Implementation

The final experimental implementation is based on incremental models from the scikit-learn library. These models use Action Units (AU) extracted from CFEE dataset images, as well as feature vectors from pre-trained models.

Implementation

We first compared several non-incremental models to establish a performance baseline. The most effective model across the 22 emotion classes was a Random Forest, achieving a score of 0.69. This step helped us evaluate how incremental models perform in our context. As previously mentioned, we use the CFEE dataset and extract Action Units (AU) using OpenFace.
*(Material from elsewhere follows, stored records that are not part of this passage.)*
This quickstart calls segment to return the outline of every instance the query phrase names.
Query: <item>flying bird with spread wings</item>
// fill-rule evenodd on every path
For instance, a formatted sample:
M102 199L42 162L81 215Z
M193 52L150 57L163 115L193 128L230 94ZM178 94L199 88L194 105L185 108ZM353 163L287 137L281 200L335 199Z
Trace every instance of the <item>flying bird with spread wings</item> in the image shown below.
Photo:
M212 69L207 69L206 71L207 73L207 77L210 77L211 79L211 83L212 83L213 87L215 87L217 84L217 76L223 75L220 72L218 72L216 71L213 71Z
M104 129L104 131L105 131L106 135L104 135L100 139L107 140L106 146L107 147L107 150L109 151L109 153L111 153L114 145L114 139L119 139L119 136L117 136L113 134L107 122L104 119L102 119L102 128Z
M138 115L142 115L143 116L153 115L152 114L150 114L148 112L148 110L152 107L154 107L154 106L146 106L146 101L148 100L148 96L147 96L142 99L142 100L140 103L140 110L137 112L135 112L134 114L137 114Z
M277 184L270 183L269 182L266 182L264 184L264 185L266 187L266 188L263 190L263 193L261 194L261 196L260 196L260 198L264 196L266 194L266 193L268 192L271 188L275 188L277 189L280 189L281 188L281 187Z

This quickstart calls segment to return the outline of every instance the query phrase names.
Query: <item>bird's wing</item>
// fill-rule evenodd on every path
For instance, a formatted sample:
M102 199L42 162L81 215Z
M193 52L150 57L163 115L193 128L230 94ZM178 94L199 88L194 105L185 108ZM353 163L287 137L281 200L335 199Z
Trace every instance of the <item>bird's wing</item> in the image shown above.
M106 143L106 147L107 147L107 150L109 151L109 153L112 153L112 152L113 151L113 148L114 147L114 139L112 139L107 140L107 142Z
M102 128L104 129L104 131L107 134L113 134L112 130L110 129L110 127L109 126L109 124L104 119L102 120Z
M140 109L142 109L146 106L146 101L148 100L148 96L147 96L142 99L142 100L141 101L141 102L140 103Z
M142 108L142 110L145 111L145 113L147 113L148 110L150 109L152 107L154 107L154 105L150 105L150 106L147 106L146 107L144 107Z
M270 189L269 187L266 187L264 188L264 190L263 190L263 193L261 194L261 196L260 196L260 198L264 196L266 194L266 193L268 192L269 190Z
In addition to AUs, we extracted advanced feature vectors using pre-trained models such as GoogleNet, ResNet, and MobileNet. These features enrich the input of classification models by providing more complex visual representations than AUs alone.

Incremental Models

For incremental learning, we used models from the scikit-learn library that support data input in batches, including:

Random Forest (adapted via partial_fit)
Perceptron (SGDClassifier)
Bernoulli Naive Bayes (BNB)
Multinomial Naive Bayes (MNB)
MLPClassifier (iterative batch updates)
Passive-Aggressive Classifier (PAC)

The performance of these models using only AUs is shown below:

Performance of incremental models with AU

These models were then tested using enriched input: AU + CNN features, to evaluate the impact of this combination.

Pre-trained Models

We evaluated several CNNs pre-trained on ImageNet, applied to the 7 basic emotions (6 Ekman emotions + neutral). This restriction follows the incremental learning setup, where the model doesn’t have access to all classes from the start.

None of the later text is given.